US-Dollar steigt: Krisenlage beflügelt
Die globale Bedeutung des US-Dollars
Der US-Dollar (USD) ist die weltweit wichtigste Währung. Er dient nicht nur als offizielles Zahlungsmittel der USA, sondern wird auch in zahlreichen anderen Ländern als allgemein akzeptiertes Tauschmittel verwendet. Seine Dominanz auf dem Devisenmarkt ist unübertroffen und macht über 88% des gesamten globalen Devisenumsatzes aus. Dies entspricht einem erstaunlichen Tagesumsatz von durchschnittlich 6,6 Billionen USD, wie Daten aus dem Jahr 2022 zeigen. Der Einfluss des Dollars reicht über den Handel hinaus und dient als Referenzwährung für internationale Finanzen und den Handel.
Der Aufstieg des USD zur globalen Reservewährung erfolgte nach dem Zweiten Weltkrieg und verdrängte das britische Pfund. Historisch gesehen war der Wert des Dollars an Goldreserven gebunden, bis zur Auflösung des Bretton-Woods-Systems im Jahr 1971, was das Ende der Goldstandard-Ära markierte.
Geldpolitik und die Entwicklung des Dollars
Der Haupttreiber für die Bewertung des US-Dollars ist die Geldpolitik der Federal Reserve (Fed). Die Fed verfolgt ein doppeltes Mandat: die Aufrechterhaltung der Preisstabilität (Inflationsmanagement) und die Förderung der Vollbeschäftigung. Das wichtigste Instrument der Zentralbank zur Erreichung dieser Ziele ist die Anpassung der Zinssätze.

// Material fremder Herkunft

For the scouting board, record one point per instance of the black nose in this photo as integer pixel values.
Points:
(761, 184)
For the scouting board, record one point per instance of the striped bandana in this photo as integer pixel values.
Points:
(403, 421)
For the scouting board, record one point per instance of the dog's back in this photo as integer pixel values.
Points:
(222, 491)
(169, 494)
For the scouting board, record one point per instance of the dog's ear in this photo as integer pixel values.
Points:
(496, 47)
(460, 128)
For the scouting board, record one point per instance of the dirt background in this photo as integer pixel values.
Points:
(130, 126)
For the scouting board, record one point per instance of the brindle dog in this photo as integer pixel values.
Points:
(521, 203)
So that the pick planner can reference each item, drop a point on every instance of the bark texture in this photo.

Wenn der Inflationsdruck das Ziel der Fed von 2% übersteigt, reagiert die Zentralbank in der Regel mit einer Erhöhung der Zinssätze. Diese Maßnahme tendiert dazu, den Wert des USD zu stützen. Umgekehrt kann die Fed bei einer Inflation unter 2% oder einem übermäßig starken Anstieg der Arbeitslosenquote die Zinssätze senken, was den Dollar potenziell schwächen könnte.
Unkonventionelle geldpolitische Maßnahmen
In Situationen akuter wirtschaftlicher Notlagen ist die Federal Reserve befugt, nicht standardmäßige Maßnahmen wie die quantitative Lockerung (QE) zu ergreifen. QE beinhaltet, dass die Fed einem stagnierenden Finanzsystem Liquidität zuführt, indem sie neues Geld schöpft. Dies wird typischerweise eingesetzt, wenn konventionelle Zinssenkungen nicht ausreichen, um die Wirtschaftstätigkeit anzukurbeln.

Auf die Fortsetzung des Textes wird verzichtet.